April 13th, 2017 – Today the government of Canada announced legislation to legalize recreational cannabis by July 1st, 2018, with the aim to improving public safety and reducing the negative social impacts of prohibition. Taking direction from the Cannabis task force report delivered last December, the new law will allow Canadians to purchase and carry up to 30 grams of weed within a retail system to be rolled out under supervision of Canada’s provincial governments. Production will continue to be undertaken by companies licensed by the Federal government.
The general consensus is that the proposed timeline for rolling out legalization is very ambitious since Canada’s provinces and municipalities still need to work out the details of distribution, age limit for access and taxation. Nevertheless, the legalization effort appears to have momentum as it was a high profile election promise by Justin Trudeau in 2015.
Once the law is enacted, Canadians over the age of 18 will be able to grow up to 4 plants per household. Those who break the rules will generally receive fines if caught, however if they are involved in distribution activities outside the regulated market, they can face criminal charges and up to 14 years in prison.
There will also be severe penalties for those who supply cannabis to youth under the age of 18. While youth under the age of 18 are not allowed to have access to cannabis, in an effort to reduce social harm, youth caught with up to 5 grams will not receive a criminal charge.

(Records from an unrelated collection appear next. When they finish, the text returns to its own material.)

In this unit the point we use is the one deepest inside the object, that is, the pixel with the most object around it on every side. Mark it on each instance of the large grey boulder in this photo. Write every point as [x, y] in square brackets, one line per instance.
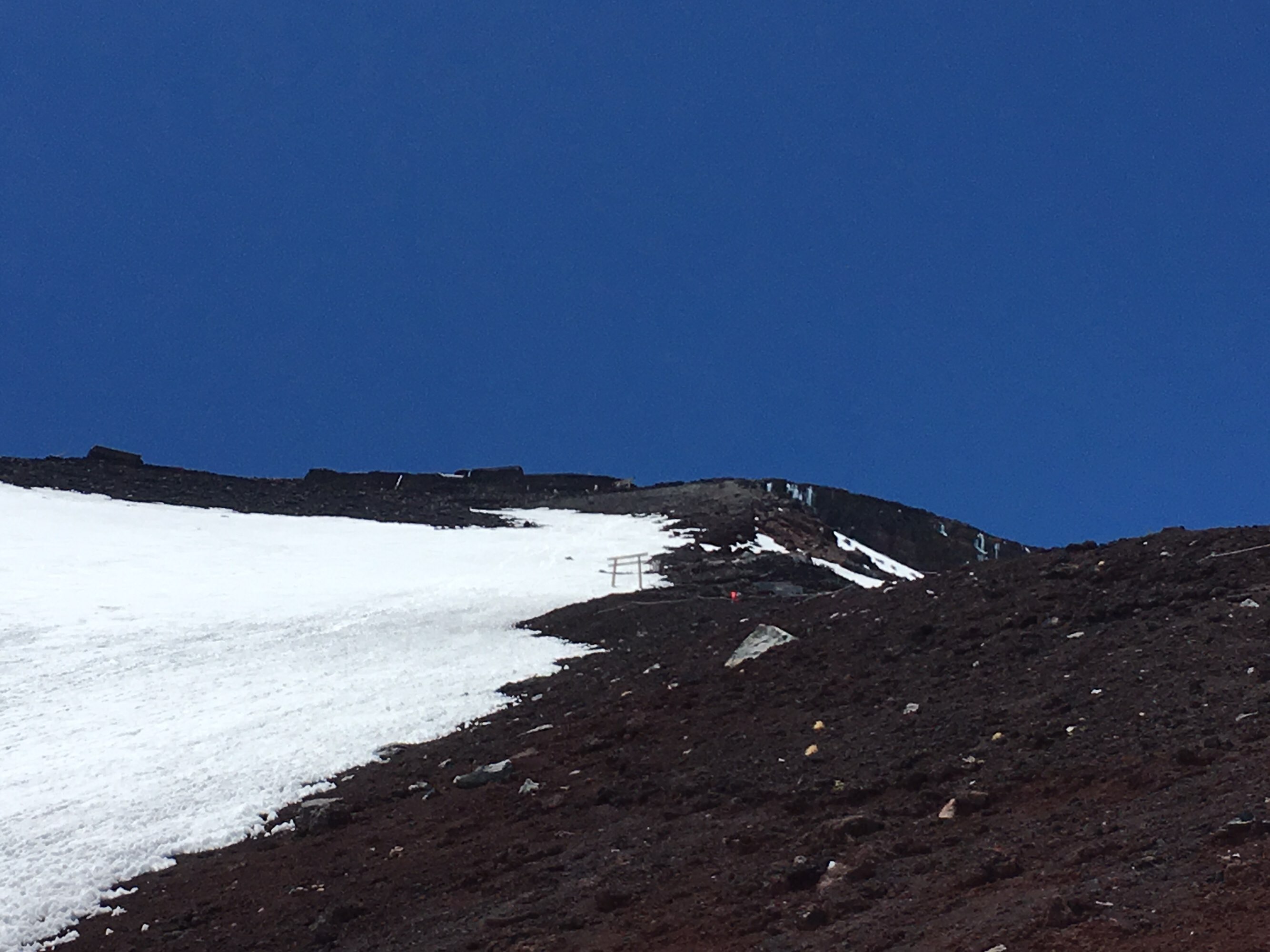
[763, 639]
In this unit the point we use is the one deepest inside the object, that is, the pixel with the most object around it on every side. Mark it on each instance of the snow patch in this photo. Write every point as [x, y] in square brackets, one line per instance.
[151, 658]
[883, 563]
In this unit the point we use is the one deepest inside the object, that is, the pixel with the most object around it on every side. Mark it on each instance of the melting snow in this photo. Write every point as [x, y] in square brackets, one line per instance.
[761, 544]
[170, 676]
[884, 563]
[864, 581]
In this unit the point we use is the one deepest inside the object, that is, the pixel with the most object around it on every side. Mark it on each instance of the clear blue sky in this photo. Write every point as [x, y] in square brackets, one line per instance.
[1004, 261]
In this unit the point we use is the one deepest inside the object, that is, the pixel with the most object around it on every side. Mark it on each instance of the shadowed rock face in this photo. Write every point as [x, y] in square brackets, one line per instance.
[1096, 715]
[727, 508]
[1089, 722]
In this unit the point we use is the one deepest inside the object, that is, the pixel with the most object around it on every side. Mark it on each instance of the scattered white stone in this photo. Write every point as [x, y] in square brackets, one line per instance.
[761, 640]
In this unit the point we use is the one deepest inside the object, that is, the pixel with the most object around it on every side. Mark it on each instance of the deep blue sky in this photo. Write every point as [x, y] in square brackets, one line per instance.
[1004, 261]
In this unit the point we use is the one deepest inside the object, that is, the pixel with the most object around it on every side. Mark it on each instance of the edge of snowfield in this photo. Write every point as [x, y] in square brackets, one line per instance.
[170, 677]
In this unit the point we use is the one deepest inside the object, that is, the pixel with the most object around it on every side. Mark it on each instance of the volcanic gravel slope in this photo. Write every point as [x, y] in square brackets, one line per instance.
[1092, 719]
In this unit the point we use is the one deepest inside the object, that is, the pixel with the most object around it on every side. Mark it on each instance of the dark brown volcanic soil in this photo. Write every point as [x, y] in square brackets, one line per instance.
[1096, 714]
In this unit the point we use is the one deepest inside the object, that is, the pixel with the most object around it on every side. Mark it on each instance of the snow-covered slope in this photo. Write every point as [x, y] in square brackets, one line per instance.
[169, 676]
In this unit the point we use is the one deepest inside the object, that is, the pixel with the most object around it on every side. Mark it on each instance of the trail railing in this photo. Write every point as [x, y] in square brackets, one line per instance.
[617, 564]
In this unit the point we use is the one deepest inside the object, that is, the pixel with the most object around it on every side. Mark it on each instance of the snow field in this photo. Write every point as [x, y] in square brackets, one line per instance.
[170, 676]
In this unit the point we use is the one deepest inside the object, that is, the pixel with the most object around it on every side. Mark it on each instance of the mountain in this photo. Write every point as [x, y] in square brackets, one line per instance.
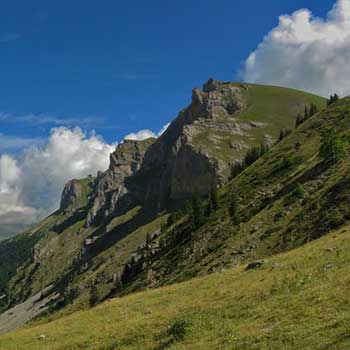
[294, 301]
[129, 228]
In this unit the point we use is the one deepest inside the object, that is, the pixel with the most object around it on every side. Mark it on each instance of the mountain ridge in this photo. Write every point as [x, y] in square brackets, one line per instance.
[87, 250]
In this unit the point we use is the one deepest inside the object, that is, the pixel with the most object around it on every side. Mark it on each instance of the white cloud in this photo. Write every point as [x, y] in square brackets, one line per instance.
[13, 143]
[140, 135]
[305, 52]
[163, 129]
[146, 134]
[31, 185]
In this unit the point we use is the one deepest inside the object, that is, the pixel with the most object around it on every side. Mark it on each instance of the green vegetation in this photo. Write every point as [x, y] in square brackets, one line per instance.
[295, 301]
[333, 147]
[270, 108]
[332, 99]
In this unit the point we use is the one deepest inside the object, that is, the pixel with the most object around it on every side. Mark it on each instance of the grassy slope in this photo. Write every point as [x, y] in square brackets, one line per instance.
[58, 251]
[297, 300]
[274, 216]
[275, 107]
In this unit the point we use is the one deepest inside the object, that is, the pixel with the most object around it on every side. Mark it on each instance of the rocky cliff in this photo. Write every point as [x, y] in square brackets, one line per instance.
[111, 195]
[88, 248]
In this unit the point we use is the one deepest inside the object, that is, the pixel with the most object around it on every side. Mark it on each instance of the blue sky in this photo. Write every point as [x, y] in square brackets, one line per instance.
[117, 66]
[71, 70]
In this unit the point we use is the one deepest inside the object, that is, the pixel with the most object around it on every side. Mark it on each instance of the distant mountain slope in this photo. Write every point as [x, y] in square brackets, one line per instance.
[287, 198]
[294, 301]
[110, 229]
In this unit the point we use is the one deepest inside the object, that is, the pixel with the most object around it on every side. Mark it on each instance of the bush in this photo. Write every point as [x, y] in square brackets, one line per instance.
[233, 208]
[333, 147]
[180, 329]
[299, 191]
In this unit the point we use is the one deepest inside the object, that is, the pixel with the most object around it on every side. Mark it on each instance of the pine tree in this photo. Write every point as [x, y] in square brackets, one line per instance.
[236, 169]
[233, 208]
[299, 120]
[313, 109]
[196, 210]
[213, 201]
[333, 148]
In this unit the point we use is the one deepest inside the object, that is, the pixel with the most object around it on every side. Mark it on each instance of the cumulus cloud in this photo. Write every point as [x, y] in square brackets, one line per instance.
[30, 185]
[146, 134]
[305, 52]
[140, 135]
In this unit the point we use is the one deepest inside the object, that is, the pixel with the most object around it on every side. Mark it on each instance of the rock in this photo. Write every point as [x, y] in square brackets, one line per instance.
[255, 264]
[111, 191]
[73, 192]
[327, 266]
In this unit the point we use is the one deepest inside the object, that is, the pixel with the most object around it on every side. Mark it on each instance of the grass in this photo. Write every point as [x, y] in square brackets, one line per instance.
[296, 300]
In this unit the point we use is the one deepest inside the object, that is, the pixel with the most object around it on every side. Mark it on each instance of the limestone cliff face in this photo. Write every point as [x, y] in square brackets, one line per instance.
[75, 194]
[179, 164]
[193, 155]
[111, 194]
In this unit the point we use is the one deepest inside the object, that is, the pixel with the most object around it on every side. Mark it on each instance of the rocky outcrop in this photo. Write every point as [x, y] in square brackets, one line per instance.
[75, 193]
[111, 194]
[179, 167]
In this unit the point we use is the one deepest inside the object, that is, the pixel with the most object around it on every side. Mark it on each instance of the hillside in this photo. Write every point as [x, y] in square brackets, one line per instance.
[296, 300]
[110, 235]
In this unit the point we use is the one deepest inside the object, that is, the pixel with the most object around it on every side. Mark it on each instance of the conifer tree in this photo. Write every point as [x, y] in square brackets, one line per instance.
[233, 208]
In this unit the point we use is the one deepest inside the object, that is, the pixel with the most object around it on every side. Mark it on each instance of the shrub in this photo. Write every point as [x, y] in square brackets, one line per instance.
[333, 147]
[180, 329]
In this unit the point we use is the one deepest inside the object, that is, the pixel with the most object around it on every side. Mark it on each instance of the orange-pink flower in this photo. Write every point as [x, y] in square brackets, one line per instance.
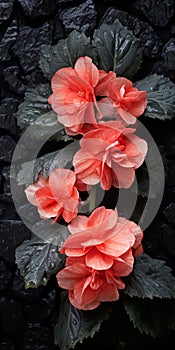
[100, 250]
[73, 97]
[123, 100]
[88, 287]
[109, 154]
[56, 197]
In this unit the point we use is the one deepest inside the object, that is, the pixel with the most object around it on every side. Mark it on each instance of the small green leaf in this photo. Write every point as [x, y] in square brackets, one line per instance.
[150, 278]
[118, 49]
[65, 53]
[153, 317]
[37, 259]
[160, 96]
[75, 325]
[30, 171]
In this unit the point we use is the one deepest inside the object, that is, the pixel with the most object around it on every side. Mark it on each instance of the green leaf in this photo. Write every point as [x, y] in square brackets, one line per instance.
[160, 96]
[150, 278]
[35, 105]
[37, 258]
[36, 113]
[153, 317]
[118, 49]
[151, 175]
[65, 53]
[30, 171]
[75, 325]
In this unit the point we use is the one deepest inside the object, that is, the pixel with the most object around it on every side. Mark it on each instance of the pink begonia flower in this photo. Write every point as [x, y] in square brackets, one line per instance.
[122, 100]
[100, 250]
[73, 97]
[109, 154]
[55, 196]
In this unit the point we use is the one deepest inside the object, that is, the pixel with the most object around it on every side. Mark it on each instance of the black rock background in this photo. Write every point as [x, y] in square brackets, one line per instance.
[27, 317]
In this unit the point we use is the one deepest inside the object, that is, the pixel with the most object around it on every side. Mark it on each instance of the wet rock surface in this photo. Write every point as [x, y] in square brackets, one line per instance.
[27, 316]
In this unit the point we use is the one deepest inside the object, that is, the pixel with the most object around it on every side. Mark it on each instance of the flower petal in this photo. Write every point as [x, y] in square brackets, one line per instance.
[97, 260]
[87, 70]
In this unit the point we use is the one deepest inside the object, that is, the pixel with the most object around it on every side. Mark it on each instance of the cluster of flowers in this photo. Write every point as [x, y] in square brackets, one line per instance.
[101, 248]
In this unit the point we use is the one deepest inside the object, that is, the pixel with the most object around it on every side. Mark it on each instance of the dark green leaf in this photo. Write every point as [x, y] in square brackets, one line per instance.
[35, 105]
[75, 325]
[37, 259]
[150, 278]
[36, 113]
[161, 96]
[151, 175]
[65, 53]
[153, 317]
[118, 49]
[60, 159]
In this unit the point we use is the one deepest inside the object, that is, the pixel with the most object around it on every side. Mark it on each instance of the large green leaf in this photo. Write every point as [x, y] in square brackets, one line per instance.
[153, 317]
[150, 278]
[35, 115]
[65, 53]
[37, 258]
[30, 171]
[151, 175]
[118, 49]
[35, 105]
[160, 96]
[75, 325]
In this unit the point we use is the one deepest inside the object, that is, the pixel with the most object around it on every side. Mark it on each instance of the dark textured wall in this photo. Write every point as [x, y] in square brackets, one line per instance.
[27, 317]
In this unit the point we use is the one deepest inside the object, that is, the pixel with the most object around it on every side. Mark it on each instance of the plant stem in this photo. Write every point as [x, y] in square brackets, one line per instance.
[92, 198]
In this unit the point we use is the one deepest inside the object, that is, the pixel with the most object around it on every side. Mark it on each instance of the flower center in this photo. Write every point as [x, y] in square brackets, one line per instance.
[115, 147]
[83, 95]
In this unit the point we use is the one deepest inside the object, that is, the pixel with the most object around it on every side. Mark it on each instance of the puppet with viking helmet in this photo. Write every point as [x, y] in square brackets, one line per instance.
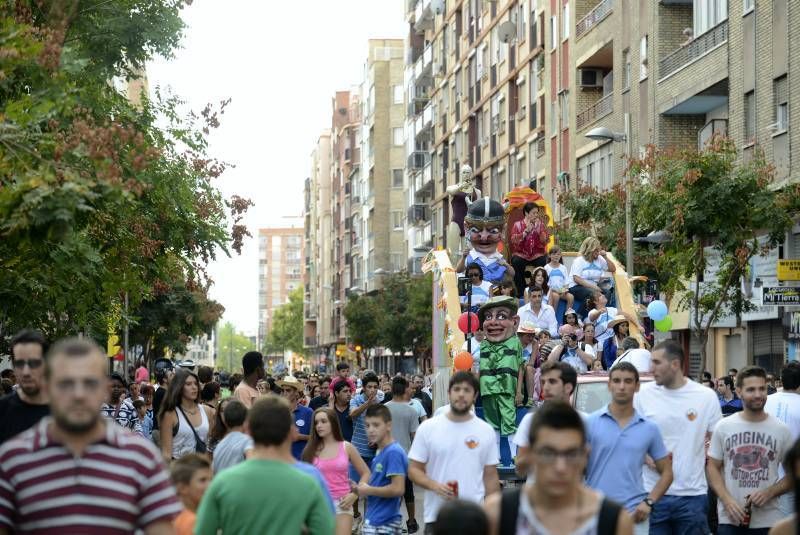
[484, 225]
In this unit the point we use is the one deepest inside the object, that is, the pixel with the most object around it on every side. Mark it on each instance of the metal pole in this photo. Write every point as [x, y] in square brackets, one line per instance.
[627, 185]
[125, 338]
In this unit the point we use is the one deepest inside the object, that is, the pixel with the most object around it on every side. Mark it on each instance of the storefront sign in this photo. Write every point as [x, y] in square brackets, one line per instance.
[781, 295]
[789, 270]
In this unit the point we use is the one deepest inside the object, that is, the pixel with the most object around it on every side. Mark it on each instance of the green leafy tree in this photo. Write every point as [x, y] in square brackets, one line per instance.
[711, 199]
[287, 326]
[99, 197]
[231, 346]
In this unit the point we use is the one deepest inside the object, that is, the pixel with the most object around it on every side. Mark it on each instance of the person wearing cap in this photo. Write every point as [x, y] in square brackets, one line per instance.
[527, 336]
[119, 409]
[291, 389]
[484, 223]
[502, 368]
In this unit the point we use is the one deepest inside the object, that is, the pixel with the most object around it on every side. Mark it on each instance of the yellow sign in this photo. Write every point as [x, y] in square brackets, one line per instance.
[789, 270]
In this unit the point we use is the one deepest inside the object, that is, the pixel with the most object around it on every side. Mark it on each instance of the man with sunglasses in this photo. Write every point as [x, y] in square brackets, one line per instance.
[21, 409]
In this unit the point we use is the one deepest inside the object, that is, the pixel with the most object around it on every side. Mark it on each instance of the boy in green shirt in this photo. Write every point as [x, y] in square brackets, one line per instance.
[265, 494]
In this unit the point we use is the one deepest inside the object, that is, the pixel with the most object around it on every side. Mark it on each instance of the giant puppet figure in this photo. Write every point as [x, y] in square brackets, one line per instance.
[462, 195]
[502, 366]
[484, 224]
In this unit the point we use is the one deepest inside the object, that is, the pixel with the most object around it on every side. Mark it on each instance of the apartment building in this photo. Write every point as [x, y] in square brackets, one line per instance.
[280, 270]
[512, 87]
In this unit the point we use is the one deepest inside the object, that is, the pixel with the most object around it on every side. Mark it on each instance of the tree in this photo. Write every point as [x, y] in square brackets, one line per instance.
[287, 326]
[97, 198]
[231, 346]
[711, 201]
[397, 317]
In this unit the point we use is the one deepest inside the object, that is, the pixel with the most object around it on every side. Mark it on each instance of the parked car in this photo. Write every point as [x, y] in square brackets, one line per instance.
[592, 392]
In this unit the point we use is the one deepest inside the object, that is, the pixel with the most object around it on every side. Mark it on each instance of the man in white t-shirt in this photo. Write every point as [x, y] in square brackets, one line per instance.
[686, 413]
[456, 449]
[785, 406]
[746, 450]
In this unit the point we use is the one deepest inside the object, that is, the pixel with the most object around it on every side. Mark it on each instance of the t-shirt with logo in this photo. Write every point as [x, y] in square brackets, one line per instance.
[388, 462]
[751, 453]
[684, 415]
[454, 451]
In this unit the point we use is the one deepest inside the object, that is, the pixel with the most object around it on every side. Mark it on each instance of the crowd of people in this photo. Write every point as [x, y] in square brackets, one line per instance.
[85, 451]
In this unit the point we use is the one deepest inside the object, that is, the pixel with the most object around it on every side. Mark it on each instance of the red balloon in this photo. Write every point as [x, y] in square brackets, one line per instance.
[474, 322]
[463, 361]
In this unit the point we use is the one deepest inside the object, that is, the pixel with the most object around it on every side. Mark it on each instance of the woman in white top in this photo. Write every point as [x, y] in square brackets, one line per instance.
[182, 417]
[587, 271]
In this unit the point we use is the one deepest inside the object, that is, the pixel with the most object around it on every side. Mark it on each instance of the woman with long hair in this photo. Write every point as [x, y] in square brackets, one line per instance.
[588, 271]
[328, 451]
[184, 423]
[220, 427]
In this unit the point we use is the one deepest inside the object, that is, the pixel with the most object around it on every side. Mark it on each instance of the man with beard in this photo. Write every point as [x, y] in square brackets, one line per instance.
[454, 455]
[76, 472]
[484, 222]
[21, 409]
[746, 450]
[502, 368]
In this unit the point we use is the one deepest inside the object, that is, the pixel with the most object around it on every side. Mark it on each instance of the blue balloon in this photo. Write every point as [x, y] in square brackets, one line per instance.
[657, 310]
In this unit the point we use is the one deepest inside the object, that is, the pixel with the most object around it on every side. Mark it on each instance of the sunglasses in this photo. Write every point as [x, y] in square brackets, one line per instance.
[32, 363]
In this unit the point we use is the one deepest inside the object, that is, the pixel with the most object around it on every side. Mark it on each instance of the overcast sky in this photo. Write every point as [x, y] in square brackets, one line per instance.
[280, 63]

The government is also concerned about drugged driving. The law allows police to mandate drivers to undergo an alcohol breathalyzer test – even without reasonable suspicion or cause. Police may also ask for an oral swab to test for marijuana but only if they have reasonable suspicion. If the test turns out positive, they might have reasonable grounds to take a blood test at a police station. You could be subject to criminal sanctions if you have more than 5 nanograms of THC per millimeters of blood.